The strangers in the woods must mimic squirrels and crackle
with the undergrowth. They must not flinch at the cruelty
of breaking golden leaves with their feet, or of interring stones.
And like any of these deciduous trees in autumn they must be
stingy with shadow and move deceptively across the sludge.
I listen to these strangers stirring with the evenings. I invent paths
for them to the soft edge of the lake. Each descent is as graceful
as a sinking ship, but less tragic somehow because these strangers
don’t possess a lung. I cannot hear them breathe, yet the air
is all whispers, all sighs—the same ethereal muscle that rubs
the color off the foliage.
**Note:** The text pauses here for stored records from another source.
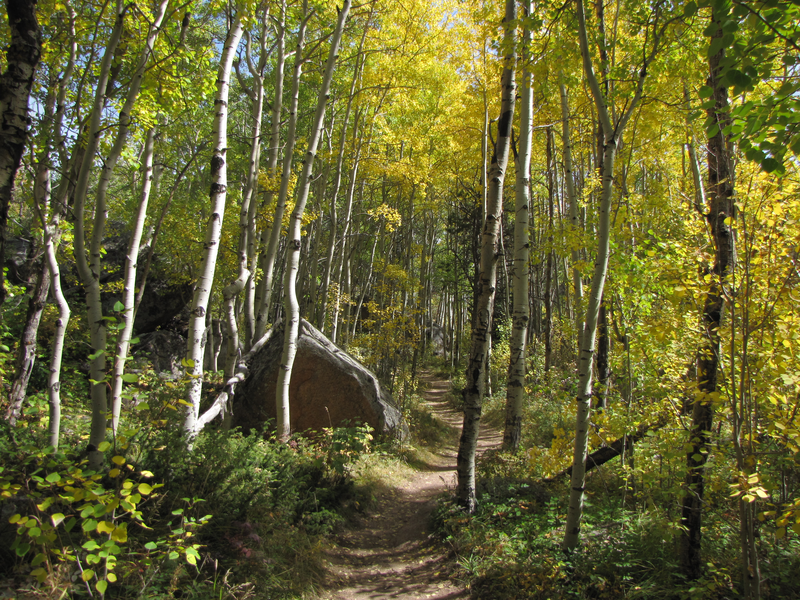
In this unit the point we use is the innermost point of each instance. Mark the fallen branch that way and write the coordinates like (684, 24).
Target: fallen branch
(616, 448)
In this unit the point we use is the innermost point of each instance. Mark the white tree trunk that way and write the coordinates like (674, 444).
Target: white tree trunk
(129, 281)
(268, 259)
(515, 391)
(482, 322)
(292, 308)
(97, 365)
(612, 131)
(218, 195)
(575, 228)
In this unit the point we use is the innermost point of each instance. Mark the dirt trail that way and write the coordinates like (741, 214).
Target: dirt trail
(390, 554)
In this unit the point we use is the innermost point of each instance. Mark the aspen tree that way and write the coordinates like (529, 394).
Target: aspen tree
(572, 199)
(292, 308)
(515, 391)
(612, 131)
(129, 280)
(720, 216)
(218, 194)
(15, 87)
(271, 247)
(484, 306)
(90, 270)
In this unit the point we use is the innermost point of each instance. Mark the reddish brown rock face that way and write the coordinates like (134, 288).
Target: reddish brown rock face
(328, 388)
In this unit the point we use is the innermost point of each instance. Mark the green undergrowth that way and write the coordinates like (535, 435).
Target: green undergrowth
(511, 547)
(237, 516)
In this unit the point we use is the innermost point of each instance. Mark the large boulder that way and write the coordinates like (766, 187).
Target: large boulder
(328, 388)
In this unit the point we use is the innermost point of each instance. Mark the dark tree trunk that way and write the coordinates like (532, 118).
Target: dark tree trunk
(15, 87)
(26, 356)
(721, 207)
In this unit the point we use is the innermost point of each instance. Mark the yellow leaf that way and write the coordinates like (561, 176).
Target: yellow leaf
(120, 535)
(105, 527)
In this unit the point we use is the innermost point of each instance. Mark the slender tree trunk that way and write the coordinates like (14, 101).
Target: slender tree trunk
(268, 259)
(548, 276)
(129, 289)
(482, 320)
(90, 278)
(515, 391)
(720, 208)
(218, 195)
(90, 273)
(26, 355)
(295, 230)
(612, 131)
(22, 57)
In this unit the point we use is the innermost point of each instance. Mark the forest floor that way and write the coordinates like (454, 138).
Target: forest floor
(389, 552)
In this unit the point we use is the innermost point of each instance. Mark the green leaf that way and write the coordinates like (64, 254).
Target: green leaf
(715, 46)
(738, 79)
(89, 525)
(771, 165)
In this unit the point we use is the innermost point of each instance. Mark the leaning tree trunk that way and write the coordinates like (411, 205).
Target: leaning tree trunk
(292, 307)
(15, 88)
(129, 281)
(720, 215)
(487, 277)
(612, 131)
(577, 280)
(97, 324)
(195, 345)
(515, 391)
(268, 258)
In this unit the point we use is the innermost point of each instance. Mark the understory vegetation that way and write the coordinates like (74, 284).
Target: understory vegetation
(512, 546)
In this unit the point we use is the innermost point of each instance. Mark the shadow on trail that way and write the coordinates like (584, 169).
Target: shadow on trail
(389, 553)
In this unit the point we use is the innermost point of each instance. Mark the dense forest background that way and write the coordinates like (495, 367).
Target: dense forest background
(188, 174)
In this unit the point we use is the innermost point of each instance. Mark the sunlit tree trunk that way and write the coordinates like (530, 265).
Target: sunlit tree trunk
(721, 213)
(91, 271)
(97, 325)
(515, 391)
(292, 309)
(22, 57)
(612, 131)
(129, 279)
(482, 321)
(218, 195)
(572, 198)
(271, 251)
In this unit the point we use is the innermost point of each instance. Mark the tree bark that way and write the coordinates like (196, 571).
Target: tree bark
(612, 131)
(720, 207)
(271, 251)
(129, 289)
(22, 58)
(487, 277)
(90, 278)
(218, 195)
(292, 308)
(515, 391)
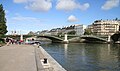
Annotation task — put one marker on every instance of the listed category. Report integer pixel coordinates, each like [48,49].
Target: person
[7,41]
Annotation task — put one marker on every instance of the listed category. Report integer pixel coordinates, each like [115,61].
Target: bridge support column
[65,40]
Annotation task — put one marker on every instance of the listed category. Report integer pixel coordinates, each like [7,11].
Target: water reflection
[86,57]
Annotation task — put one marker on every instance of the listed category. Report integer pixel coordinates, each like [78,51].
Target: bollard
[45,60]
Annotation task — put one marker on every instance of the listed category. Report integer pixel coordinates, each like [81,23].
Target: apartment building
[105,27]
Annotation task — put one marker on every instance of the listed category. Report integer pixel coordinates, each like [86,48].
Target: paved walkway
[17,58]
[26,58]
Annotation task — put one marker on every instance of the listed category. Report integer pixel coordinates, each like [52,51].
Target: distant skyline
[38,15]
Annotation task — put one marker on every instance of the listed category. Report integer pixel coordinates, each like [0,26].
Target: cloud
[68,5]
[36,5]
[39,5]
[109,4]
[72,18]
[19,1]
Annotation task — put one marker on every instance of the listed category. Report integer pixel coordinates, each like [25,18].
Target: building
[90,27]
[80,29]
[105,27]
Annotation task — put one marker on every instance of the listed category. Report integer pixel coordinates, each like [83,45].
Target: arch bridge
[91,38]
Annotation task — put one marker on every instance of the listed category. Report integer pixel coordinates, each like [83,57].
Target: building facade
[105,27]
[80,29]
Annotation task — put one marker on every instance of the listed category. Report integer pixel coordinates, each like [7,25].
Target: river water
[86,57]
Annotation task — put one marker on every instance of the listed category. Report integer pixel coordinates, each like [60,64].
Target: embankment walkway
[26,58]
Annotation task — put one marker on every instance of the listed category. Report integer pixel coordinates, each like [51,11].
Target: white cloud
[68,5]
[39,5]
[19,1]
[109,4]
[72,18]
[36,5]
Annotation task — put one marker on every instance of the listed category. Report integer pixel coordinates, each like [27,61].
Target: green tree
[72,33]
[3,27]
[88,32]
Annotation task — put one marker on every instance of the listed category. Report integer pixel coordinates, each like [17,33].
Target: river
[86,57]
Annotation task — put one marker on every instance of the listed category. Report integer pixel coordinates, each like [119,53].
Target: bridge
[68,38]
[91,38]
[53,38]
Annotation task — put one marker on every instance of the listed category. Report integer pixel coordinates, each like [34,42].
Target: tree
[115,37]
[3,27]
[72,33]
[88,32]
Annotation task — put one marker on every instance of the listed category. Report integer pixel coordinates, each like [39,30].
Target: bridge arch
[53,38]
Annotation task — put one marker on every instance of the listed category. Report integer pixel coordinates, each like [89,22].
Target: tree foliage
[88,32]
[71,33]
[3,27]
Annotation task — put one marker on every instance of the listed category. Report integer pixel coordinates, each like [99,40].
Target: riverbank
[27,58]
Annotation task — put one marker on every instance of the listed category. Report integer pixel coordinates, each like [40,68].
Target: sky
[38,15]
I lost my way out of the woods on the night
every bird went south or numb. A plump rat snatched the moon
and dragged it by the white rope of its tail. The strangers were
a cloak of silhouettes flattening against a trunk like bark.
I must have disappeared among them because the mouth I touched
was not my own and was cruelly closing in on someone’s rib. I carried
such a bite on me, an arc of green and yellow on my side from the man
who said he loved me. In that darkness I knew as much about him
as I did of the amputee swimming his way up the hill with his
only arm. So this is the home of the unturned stone where
the fugitive keeps his kiss! Archeologists will discover a paradise
in the place no touch died of neglect. Is it any wonder all things
forgotten or abandoned find their way here? The winter is back, so too
the bloated body of a book I tossed over the bridge last week.
And there on the bench, is my old smoking habit, a cigarette
glowing on my mouth like a beacon. I’m patient, waiting for the fugitive
to claim me as his own. I’m as wise as any stranger here, alone but with
the knowledge that the grief of separation is always brief.